15 Mar 2024 | Fei Zhu, Shijie Ma, Zhen Cheng, Xu-Yao Zhang, Zhaoxiang Zhang, Cheng-Lin Liu
Open-world machine learning (OWL) is a paradigm that enables models to handle dynamic, uncertain environments by continuously learning from new data and adapting to novel classes. Unlike closed-world assumptions, which assume the environment is static and known, OWL allows models to reject unknowns, discover new classes, and incrementally learn them. This paper provides a comprehensive review of OWL, focusing on three key tasks: unknown rejection, novel class discovery, and class-incremental learning. It discusses the challenges, principles, and limitations of current methodologies, as well as potential future research directions.
The paper begins with an introduction to OWL, highlighting its importance in real-world applications such as autonomous driving, medical diagnosis, and AI chatbots. It then presents a problem formulation and notations for OWL, followed by a discussion of canonical use cases. The paper then delves into the challenges of OWL, including the need for models to recognize unknowns, discover new classes, and learn incrementally without catastrophic forgetting.
The paper then provides an in-depth analysis of unknown rejection, discussing various methods such as out-of-distribution (OOD) detection and open-set recognition (OSR). It explores the key challenges in unknown rejection, including the difficulty of distinguishing between OOD and in-distribution samples, and presents various techniques for improving OOD detection, such as post-hoc inference methods, training-stage methods, and outlier-aided methods.
Next, the paper discusses novel class discovery, which involves automatically discovering new categories from unlabeled data. It presents different methods for novel class discovery, including multi-stage and one-stage approaches, and discusses the challenges of estimating the number of novel classes.
Finally, the paper addresses class-incremental learning, which involves continuously extending the multi-class classifier to learn new classes without forgetting previously learned knowledge. It discusses the key challenges of class-incremental learning, including catastrophic forgetting, and presents various methods such as regularization-based, exemplar replay, feature replay, and prompt-based approaches.
Overall, the paper provides a comprehensive overview of open-world machine learning, highlighting its importance in real-world applications and the challenges and opportunities for future research.Open-world machine learning (OWL) is a paradigm that enables models to handle dynamic, uncertain environments by continuously learning from new data and adapting to novel classes. Unlike closed-world assumptions, which assume the environment is static and known, OWL allows models to reject unknowns, discover new classes, and incrementally learn them. This paper provides a comprehensive review of OWL, focusing on three key tasks: unknown rejection, novel class discovery, and class-incremental learning. It discusses the challenges, principles, and limitations of current methodologies, as well as potential future research directions.
The paper begins with an introduction to OWL, highlighting its importance in real-world applications such as autonomous driving, medical diagnosis, and AI chatbots. It then presents a problem formulation and notations for OWL, followed by a discussion of canonical use cases. The paper then delves into the challenges of OWL, including the need for models to recognize unknowns, discover new classes, and learn incrementally without catastrophic forgetting.
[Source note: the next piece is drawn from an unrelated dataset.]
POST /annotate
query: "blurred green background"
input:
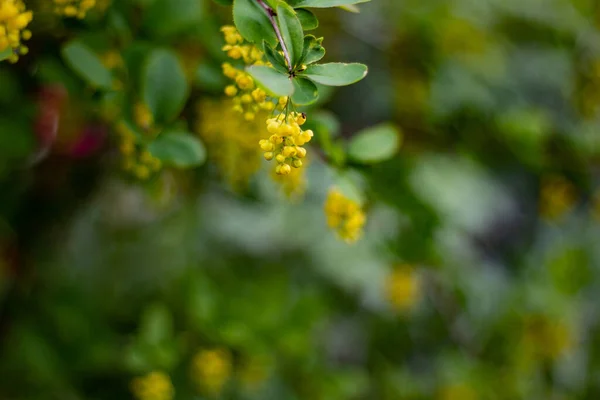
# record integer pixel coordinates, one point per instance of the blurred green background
(478, 273)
The paper then provides an in-depth analysis of unknown rejection, discussing various methods such as out-of-distribution (OOD) detection and open-set recognition (OSR). It explores the key challenges in unknown rejection, including the difficulty of distinguishing between OOD and in-distribution samples, and presents various techniques for improving OOD detection, such as post-hoc inference methods, training-stage methods, and outlier-aided methods.
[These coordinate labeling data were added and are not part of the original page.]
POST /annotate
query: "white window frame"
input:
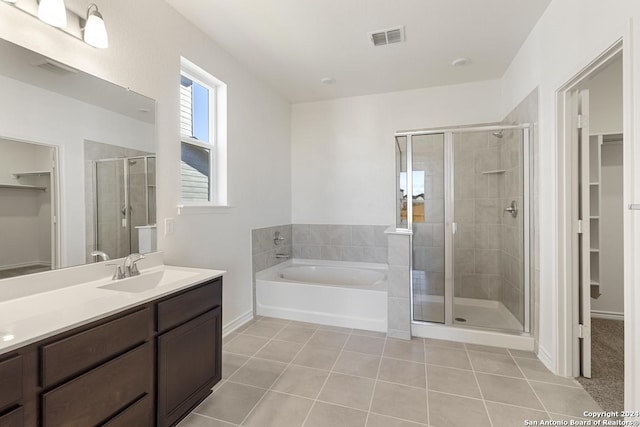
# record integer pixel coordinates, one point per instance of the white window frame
(217, 144)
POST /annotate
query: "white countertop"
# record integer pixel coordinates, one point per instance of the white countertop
(35, 316)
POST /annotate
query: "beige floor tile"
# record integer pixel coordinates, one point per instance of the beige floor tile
(328, 339)
(492, 363)
(281, 351)
(367, 345)
(314, 357)
(509, 416)
(245, 344)
(258, 373)
(360, 364)
(400, 401)
(231, 363)
(487, 349)
(301, 381)
(195, 420)
(564, 400)
(376, 420)
(327, 415)
(443, 343)
(412, 350)
(231, 402)
(364, 333)
(508, 390)
(535, 370)
(264, 329)
(279, 410)
(347, 390)
(403, 372)
(446, 410)
(447, 357)
(335, 329)
(295, 334)
(523, 354)
(454, 381)
(229, 337)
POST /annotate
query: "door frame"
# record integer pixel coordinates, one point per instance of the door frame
(568, 362)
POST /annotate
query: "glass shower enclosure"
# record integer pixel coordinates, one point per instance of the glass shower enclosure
(465, 195)
(125, 197)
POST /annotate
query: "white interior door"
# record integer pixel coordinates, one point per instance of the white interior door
(584, 237)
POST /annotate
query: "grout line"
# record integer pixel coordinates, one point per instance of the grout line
(281, 373)
(375, 382)
(484, 402)
(531, 387)
(327, 379)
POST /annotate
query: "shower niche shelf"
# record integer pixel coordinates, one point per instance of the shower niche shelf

Next, the paper discusses novel class discovery, which involves automatically discovering new categories from unlabeled data. It presents different methods for novel class discovery, including multi-stage and one-stage approaches, and discusses the challenges of estimating the number of novel classes.
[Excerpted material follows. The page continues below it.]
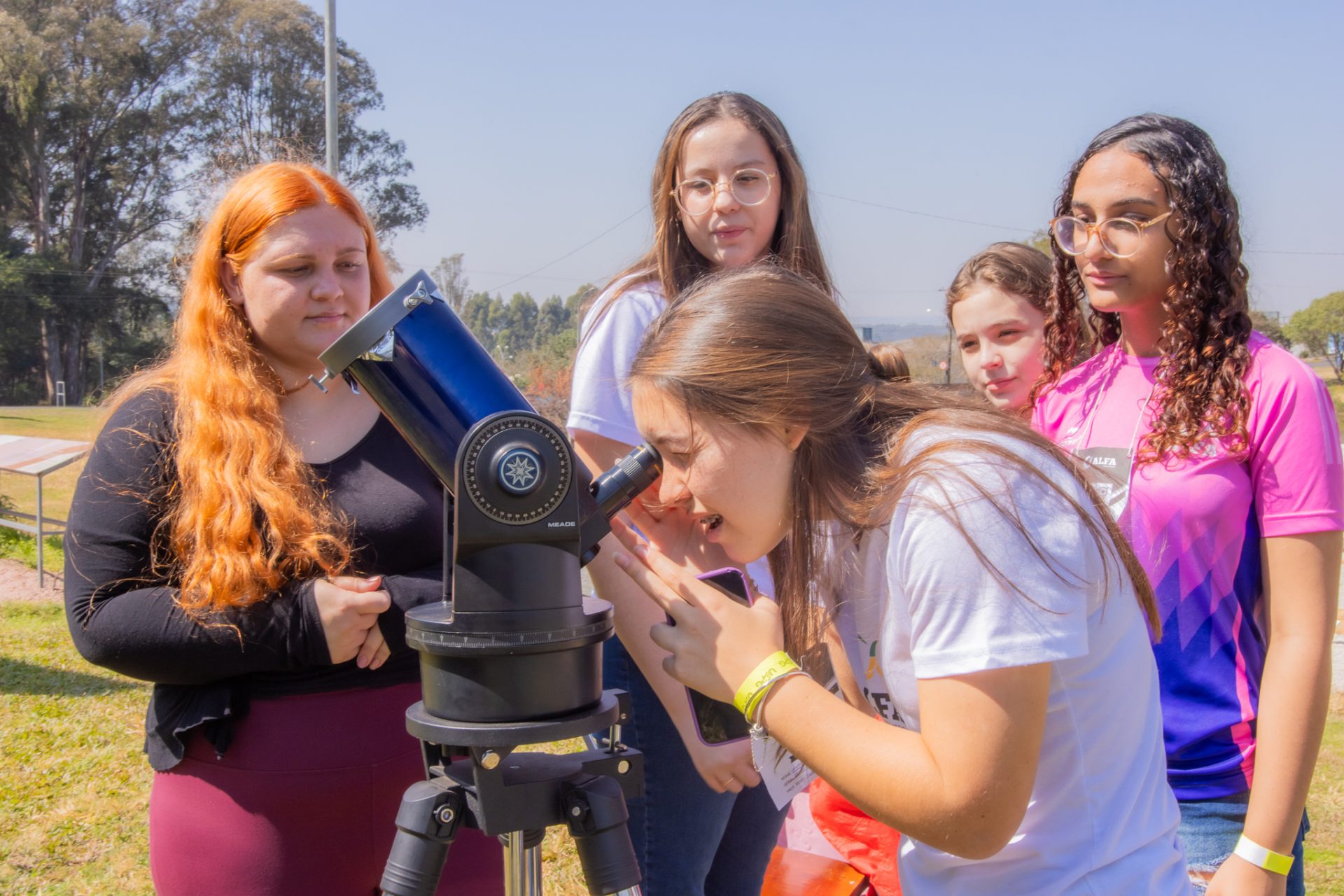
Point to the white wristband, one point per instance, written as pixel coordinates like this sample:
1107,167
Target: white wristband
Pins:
1262,858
Finally, the paper addresses class-incremental learning, which involves continuously extending the multi-class classifier to learn new classes without forgetting previously learned knowledge. It discusses the key challenges of class-incremental learning, including catastrophic forgetting, and presents various methods such as regularization-based, exemplar replay, feature replay, and prompt-based approaches.
Overall, the paper provides a comprehensive overview of open-world machine learning, highlighting its importance in real-world applications and the challenges and opportunities for future research.